Canis lupus furlongi, or Furlong's wolf, is a fossil subspecies of grey wolf which lived during the Late Pleistocene.

== Taxonomy ==
In 1910, American palaeontologist John Campbell Merriam described a subspecies of wolf Canis occidentalis furlongi based on several fragmentary remains from the La Brea Tar Pits. A year later, he described a larger wolf which he named Canis milleri. The specimens belonging to this wolf were collected from the same area. Robert A. Allen synonymised Canis milleri into Canis lupus in 1969, as a result of similar measurements between the type specimen of C. milleri and a C. lupus specimen.

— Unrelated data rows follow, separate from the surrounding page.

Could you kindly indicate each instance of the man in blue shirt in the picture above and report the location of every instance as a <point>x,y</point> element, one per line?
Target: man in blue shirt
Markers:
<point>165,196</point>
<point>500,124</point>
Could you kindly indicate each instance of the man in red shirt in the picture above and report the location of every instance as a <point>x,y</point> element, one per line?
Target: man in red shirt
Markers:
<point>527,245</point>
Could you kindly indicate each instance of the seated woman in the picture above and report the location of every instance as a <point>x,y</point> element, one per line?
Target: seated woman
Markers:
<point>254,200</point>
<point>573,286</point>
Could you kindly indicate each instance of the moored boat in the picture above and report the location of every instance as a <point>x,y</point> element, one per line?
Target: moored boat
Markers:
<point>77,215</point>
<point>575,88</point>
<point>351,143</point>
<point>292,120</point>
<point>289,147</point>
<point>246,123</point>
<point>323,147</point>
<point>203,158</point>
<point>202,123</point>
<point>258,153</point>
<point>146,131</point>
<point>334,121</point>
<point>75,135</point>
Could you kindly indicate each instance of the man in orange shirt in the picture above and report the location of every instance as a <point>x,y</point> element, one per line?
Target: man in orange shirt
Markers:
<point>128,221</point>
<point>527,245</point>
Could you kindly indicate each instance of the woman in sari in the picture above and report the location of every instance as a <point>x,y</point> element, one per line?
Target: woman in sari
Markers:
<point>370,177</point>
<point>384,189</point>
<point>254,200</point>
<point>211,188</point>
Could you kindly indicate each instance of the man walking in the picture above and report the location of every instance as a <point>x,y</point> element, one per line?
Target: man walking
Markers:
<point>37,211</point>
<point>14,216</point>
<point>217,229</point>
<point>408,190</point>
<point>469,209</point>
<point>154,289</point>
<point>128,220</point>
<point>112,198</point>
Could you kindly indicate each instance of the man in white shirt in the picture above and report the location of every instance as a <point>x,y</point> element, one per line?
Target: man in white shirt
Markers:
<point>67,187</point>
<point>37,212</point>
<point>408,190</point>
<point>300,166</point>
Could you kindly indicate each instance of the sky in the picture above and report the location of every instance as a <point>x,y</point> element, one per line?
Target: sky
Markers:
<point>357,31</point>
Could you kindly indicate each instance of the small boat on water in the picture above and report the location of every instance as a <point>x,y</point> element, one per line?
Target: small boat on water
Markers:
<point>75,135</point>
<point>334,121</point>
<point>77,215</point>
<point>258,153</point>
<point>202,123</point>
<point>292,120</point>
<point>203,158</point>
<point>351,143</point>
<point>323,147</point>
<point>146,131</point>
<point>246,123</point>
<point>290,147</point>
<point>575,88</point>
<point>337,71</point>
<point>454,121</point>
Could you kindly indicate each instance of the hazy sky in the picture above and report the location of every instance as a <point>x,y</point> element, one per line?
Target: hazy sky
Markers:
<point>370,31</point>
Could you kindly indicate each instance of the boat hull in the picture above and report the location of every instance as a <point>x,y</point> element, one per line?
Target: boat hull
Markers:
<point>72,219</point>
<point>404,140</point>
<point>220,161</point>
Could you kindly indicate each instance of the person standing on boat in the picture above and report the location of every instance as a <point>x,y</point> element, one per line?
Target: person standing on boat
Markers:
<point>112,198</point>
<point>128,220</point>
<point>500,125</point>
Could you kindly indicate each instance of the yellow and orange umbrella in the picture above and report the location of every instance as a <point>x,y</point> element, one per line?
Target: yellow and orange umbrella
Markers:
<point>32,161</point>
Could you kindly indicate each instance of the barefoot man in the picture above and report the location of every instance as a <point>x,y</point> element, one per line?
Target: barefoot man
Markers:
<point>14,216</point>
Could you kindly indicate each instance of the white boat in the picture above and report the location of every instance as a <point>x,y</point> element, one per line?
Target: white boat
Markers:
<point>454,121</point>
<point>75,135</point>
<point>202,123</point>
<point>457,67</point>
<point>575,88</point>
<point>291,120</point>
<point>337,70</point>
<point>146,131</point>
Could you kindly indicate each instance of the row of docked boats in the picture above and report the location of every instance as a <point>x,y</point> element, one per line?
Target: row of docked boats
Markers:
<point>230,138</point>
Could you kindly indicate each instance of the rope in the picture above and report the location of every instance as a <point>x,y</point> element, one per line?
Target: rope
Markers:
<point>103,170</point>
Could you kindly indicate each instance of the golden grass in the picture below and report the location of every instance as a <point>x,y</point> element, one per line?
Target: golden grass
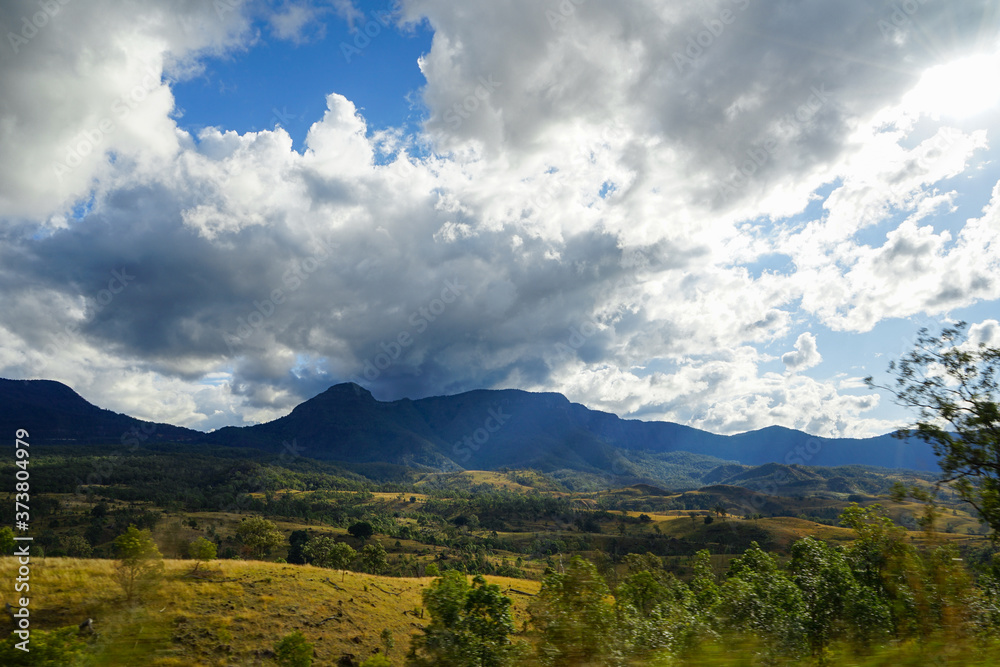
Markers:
<point>237,613</point>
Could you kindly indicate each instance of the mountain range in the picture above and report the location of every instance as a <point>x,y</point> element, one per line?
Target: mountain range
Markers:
<point>475,430</point>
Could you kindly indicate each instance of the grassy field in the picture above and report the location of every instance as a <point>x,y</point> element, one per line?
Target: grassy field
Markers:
<point>235,612</point>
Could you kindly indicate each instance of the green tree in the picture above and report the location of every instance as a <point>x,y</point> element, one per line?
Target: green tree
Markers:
<point>7,542</point>
<point>296,543</point>
<point>202,550</point>
<point>293,651</point>
<point>952,384</point>
<point>388,641</point>
<point>571,613</point>
<point>140,563</point>
<point>704,585</point>
<point>837,606</point>
<point>259,536</point>
<point>361,530</point>
<point>324,551</point>
<point>470,625</point>
<point>759,598</point>
<point>374,557</point>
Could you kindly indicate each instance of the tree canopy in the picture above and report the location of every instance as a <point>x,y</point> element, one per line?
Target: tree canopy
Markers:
<point>951,382</point>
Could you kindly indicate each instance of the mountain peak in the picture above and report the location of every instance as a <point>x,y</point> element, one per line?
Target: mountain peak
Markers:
<point>348,389</point>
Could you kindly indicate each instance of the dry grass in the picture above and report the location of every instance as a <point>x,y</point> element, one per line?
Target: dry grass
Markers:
<point>237,613</point>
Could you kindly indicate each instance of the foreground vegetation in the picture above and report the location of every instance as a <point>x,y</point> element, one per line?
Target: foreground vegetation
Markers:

It had been previously suggested that C. l. furlongi was the result of hybridisation between another grey wolf subspecies and the dire wolf. However, a 2021 study suggested reproductive isolation prevented dire wolves to hybridise with related canid species such as wolves and dogs, possibly being a factor to their extinction.

=== Evolution ===
The phylogenetic descent of the extant wolf C. lupus from the earlier C. mosbachensis (which in turn descended from C. etruscus) is widely accepted. Gray wolves (Canis lupus) migrated from Eurasia into North America 70,000–23,000 years ago and gave rise to at least two morphologically and genetically distinct groups. One group is represented by the extinct Beringian wolf and the other by the modern populations.

== Description ==
Canis lupus furlongi is not morphologically distinct from modern wolf populations, only differing in having a broader femur bone and a longer tibial tuberosity – the insertion for the quadriceps and hamstring muscles – indicating that they had comparatively more powerful leg muscles for a fast take-off before a chase. This wolf subspecies is similar in size to the Beringian wolf, whose remains have been found at Alaska, Yukon, and northern British Columbia.

== Adaptability ==

=== Palaeoecology ===
The last glacial period, commonly referred to as the "Ice Age", spanned 125,000–14,500 YBP and was the most recent glacial period within the current ice age, which occurred during the last years of the Pleistocene era. The Ice Age reached its peak during the Last Glacial Maximum, when ice sheets began advancing from 33,000 YBP and reached their maximum limits 26,500 YBP. Deglaciation commenced in the Northern Hemisphere approximately 19,000 YBP and in Antarctica approximately 14,500 YBP, which is consistent with evidence that glacial meltwater was the primary source for an abrupt rise in sea level 14,500 YBP. Access into northern North America was blocked by the Wisconsin glaciation. The fossil evidence from the Americas points to the extinction mainly of large animals, termed Pleistocene megafauna, near the end of the last glaciation.

=== Competitors ===
Remains of Furlong's wolf are rare when compared to the dire wolf, hinting that Furlong's wolf didn't thrive in environments with dire wolves. This suggests the dire wolf was the dominant wolf in California during the Pleistocene epoch.